The same Supreme Court ruling is what helped prod the Deans into filing their lawsuit.
Paying the price
Ray Dean acknowledges that placing further regulations on utilities would almost certainly mean higher rates.
But he said it's a price that he and others should be willing to pay.
"There's a lot of scientific evidence and economic evidence that it's going to cost a huge amount of money to continue doing what we're doing," he said. "It's not a question of, 'Oh, it's just going to cost a lot of money to these companies to clean up their plants.' It's going to cost our society if we don't."
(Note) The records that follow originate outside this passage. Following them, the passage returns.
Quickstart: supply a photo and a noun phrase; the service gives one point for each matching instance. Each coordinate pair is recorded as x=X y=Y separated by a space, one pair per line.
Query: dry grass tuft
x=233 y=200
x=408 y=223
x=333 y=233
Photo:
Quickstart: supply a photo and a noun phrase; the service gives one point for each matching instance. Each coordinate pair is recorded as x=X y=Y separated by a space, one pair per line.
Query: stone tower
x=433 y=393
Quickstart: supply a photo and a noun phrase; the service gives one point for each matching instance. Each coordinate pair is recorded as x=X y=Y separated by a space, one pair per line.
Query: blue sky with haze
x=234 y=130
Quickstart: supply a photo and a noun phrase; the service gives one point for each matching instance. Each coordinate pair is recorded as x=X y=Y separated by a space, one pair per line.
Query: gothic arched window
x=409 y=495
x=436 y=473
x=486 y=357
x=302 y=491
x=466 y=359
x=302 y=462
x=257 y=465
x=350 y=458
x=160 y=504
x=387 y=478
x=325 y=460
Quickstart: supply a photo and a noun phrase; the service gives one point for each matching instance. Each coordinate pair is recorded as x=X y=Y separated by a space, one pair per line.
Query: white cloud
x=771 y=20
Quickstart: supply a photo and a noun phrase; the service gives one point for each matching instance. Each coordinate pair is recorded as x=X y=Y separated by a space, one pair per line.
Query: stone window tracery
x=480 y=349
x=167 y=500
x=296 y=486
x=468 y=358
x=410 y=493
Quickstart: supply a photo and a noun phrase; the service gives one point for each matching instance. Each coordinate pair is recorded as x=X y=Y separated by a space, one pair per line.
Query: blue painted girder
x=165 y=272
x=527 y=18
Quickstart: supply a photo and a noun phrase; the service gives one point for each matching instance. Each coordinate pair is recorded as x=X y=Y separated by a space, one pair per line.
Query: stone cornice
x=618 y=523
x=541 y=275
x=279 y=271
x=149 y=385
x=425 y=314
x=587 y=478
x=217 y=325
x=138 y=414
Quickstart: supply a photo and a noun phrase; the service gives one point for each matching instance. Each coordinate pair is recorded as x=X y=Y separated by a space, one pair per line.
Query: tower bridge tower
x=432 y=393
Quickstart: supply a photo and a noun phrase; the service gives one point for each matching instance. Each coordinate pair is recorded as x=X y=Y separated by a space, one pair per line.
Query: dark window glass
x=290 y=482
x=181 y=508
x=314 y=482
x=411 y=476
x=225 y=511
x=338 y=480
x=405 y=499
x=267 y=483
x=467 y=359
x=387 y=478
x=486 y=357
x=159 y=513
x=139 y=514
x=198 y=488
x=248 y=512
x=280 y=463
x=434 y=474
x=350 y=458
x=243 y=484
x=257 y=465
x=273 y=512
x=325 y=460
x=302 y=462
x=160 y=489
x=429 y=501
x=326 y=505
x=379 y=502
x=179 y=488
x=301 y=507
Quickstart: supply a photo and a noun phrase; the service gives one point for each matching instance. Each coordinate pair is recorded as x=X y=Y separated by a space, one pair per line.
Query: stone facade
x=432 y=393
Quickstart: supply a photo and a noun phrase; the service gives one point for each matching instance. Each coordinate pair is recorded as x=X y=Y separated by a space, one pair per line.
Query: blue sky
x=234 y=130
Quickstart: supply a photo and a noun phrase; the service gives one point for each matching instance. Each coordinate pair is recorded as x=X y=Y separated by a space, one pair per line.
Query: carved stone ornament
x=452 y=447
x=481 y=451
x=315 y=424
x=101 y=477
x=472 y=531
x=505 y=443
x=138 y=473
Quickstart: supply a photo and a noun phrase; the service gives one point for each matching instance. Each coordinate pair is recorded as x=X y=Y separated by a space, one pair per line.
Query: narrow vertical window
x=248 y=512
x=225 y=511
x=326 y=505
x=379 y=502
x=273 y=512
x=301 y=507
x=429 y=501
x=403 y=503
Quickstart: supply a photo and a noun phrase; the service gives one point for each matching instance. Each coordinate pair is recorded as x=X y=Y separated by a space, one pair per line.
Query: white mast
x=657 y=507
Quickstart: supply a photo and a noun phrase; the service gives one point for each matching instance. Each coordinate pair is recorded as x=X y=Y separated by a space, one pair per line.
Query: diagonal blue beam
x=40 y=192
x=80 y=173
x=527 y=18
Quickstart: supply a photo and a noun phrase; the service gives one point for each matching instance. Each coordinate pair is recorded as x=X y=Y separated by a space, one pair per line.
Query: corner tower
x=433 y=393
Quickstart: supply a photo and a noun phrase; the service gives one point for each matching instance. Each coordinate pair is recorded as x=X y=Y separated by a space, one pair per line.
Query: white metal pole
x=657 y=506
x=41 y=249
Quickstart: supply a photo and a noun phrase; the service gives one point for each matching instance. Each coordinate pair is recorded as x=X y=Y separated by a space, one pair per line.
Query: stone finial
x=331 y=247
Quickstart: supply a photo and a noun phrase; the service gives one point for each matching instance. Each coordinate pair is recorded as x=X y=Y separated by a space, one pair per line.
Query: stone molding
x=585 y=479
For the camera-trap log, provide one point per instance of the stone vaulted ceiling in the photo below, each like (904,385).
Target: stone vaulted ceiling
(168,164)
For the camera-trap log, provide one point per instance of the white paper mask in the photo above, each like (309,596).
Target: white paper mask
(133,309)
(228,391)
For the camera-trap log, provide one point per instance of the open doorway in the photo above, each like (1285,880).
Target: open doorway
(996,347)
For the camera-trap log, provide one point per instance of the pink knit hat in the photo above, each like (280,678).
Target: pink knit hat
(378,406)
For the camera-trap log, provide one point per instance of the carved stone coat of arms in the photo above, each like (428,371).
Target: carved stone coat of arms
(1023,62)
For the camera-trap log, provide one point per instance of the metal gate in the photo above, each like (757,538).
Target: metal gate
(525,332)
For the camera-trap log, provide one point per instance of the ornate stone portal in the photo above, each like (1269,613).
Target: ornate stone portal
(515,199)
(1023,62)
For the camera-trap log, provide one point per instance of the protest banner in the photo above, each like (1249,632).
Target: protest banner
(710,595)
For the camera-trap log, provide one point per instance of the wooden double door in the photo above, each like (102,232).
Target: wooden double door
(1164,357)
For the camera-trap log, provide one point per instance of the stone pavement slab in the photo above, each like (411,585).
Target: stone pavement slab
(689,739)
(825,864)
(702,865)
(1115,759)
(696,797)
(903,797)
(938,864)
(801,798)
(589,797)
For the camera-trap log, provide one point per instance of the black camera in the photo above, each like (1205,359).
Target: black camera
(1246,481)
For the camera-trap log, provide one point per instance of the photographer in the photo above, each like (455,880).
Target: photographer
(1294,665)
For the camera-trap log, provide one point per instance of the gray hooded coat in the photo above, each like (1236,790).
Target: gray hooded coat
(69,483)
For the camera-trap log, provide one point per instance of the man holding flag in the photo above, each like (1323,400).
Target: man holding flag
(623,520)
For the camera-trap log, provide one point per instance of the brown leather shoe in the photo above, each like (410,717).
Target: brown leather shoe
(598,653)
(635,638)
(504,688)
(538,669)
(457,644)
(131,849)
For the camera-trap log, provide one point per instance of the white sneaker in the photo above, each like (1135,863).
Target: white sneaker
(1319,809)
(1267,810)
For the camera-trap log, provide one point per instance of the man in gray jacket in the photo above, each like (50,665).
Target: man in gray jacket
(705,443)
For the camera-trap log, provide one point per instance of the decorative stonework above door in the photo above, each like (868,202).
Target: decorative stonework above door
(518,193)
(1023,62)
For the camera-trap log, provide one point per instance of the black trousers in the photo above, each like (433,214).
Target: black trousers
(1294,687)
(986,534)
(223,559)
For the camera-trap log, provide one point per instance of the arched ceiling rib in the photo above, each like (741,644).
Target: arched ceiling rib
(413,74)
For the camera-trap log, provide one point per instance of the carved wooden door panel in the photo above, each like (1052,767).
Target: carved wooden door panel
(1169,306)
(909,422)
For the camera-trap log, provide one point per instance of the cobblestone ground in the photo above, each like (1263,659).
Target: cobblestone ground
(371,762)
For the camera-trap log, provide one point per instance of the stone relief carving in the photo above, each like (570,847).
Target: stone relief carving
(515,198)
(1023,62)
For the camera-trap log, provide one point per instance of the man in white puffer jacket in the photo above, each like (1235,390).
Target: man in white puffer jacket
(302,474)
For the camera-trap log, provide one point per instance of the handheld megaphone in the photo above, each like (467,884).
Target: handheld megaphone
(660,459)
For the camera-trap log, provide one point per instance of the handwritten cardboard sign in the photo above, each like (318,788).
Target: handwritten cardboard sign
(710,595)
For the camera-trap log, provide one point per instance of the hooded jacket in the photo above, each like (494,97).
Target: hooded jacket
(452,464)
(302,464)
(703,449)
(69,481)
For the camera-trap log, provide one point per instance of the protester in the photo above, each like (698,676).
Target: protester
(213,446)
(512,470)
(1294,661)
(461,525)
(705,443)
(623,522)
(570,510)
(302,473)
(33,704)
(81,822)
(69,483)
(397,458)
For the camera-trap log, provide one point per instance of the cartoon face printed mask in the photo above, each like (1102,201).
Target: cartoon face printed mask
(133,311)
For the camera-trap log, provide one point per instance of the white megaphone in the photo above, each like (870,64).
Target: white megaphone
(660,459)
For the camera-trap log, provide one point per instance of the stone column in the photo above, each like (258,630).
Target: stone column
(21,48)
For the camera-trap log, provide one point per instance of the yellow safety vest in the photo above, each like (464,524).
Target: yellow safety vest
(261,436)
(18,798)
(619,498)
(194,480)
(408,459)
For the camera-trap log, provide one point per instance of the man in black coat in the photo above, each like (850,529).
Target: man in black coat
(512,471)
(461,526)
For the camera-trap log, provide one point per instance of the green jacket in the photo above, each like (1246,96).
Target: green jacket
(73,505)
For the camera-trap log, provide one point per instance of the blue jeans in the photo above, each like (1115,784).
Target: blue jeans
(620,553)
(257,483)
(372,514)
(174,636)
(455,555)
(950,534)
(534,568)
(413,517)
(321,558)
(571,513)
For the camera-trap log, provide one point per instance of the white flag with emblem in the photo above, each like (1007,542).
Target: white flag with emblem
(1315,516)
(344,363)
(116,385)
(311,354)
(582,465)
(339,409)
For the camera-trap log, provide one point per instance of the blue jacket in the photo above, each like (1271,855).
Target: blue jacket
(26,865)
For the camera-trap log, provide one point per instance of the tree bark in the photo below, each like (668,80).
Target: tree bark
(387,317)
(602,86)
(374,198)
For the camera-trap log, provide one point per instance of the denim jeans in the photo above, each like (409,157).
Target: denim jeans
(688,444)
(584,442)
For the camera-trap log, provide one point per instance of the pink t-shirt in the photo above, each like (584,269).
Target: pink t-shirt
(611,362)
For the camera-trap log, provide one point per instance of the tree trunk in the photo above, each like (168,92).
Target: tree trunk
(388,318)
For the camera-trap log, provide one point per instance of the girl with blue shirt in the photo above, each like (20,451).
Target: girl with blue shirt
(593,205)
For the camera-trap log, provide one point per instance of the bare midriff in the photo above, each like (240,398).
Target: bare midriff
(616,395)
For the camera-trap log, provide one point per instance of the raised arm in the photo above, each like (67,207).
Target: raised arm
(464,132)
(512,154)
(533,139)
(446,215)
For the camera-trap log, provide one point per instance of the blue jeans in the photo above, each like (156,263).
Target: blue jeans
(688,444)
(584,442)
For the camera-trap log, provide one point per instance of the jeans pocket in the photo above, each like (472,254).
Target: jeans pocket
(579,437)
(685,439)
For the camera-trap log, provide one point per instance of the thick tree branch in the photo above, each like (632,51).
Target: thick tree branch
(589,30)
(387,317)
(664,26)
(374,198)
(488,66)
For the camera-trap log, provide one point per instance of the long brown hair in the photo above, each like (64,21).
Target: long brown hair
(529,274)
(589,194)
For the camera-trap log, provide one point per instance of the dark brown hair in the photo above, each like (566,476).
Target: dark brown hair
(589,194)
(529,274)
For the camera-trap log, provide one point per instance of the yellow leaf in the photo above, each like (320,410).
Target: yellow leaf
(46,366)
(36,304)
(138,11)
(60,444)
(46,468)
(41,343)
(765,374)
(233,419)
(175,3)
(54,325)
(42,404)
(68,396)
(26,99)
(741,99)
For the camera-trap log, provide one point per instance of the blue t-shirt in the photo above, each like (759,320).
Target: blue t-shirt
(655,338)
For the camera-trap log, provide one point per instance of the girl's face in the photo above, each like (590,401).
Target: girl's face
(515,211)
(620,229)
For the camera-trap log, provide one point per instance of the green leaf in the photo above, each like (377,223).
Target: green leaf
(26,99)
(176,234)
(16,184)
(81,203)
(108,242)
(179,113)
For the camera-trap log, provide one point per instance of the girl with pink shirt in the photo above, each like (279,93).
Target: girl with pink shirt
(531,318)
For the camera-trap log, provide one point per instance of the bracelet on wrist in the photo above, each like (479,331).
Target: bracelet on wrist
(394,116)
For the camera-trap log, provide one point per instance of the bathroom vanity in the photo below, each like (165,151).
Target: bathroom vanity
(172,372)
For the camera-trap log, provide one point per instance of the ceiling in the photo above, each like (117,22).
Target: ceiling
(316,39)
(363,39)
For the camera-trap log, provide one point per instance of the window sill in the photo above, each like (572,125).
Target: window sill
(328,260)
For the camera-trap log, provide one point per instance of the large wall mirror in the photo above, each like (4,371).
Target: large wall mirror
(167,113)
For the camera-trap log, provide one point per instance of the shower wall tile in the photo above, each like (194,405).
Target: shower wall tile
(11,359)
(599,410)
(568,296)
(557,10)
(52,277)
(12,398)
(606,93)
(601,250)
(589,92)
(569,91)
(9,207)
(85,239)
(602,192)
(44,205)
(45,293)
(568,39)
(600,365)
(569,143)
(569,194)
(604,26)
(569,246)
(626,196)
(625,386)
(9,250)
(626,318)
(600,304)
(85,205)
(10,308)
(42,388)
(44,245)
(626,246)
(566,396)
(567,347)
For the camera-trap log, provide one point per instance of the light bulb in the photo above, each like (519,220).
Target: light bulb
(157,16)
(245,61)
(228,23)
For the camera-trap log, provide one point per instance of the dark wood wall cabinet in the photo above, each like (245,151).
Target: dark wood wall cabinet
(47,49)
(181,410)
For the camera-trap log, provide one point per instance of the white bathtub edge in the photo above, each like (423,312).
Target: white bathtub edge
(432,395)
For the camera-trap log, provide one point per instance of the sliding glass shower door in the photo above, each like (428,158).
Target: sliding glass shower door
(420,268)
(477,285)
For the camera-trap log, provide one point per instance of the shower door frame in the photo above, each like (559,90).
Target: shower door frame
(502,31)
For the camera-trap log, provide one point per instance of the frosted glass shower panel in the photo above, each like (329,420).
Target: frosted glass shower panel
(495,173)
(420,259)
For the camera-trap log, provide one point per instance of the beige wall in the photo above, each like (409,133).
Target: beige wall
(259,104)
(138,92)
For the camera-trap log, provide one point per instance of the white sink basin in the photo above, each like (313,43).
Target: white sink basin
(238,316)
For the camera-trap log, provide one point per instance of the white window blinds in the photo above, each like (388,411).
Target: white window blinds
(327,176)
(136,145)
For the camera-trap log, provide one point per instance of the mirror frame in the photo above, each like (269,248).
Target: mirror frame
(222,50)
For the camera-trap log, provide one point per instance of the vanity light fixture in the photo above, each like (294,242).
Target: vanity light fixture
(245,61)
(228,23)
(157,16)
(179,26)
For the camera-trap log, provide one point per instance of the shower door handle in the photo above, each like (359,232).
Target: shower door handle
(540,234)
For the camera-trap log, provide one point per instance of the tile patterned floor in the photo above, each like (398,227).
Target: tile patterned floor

But even environmental groups seem unsure of how to pay for the cost of regulating CO2 emissions.
"The expectation is we will have federal carbon legislation," said Levin, attorney for the Environmental Integrity Project.
And for the energy plants, it's not only a question of cost but also whether the technology is available.
"We feel that the regulations are way ahead of any promising technology that will work in our industry," Eastman said.
While the Lawrence Energy Center emits CO2 at a higher rate than most fossil fuel-burning plants in Kansas, experts say it's not significantly higher than other plants.
"Most of these older fossil-fired coal plants emit at roughly the same CO2 emission rate," Levin said. "In other words, they're all equally inefficient."
The plant has reduced in the last 10 years its yearly output of sulfur dioxide and nitrous oxide - two regulated gases that cause smog and problems with the ozone layer.
If and when CO2 regulations are next up for power plants in the United States is anyone's guess.
If it's up to the Deans, their lawsuit would jump-start the process to limiting greenhouse gases.
"The Supreme Court thing gives us a lot more hope," he said, "that we're going to have a lot more legal standing in this position."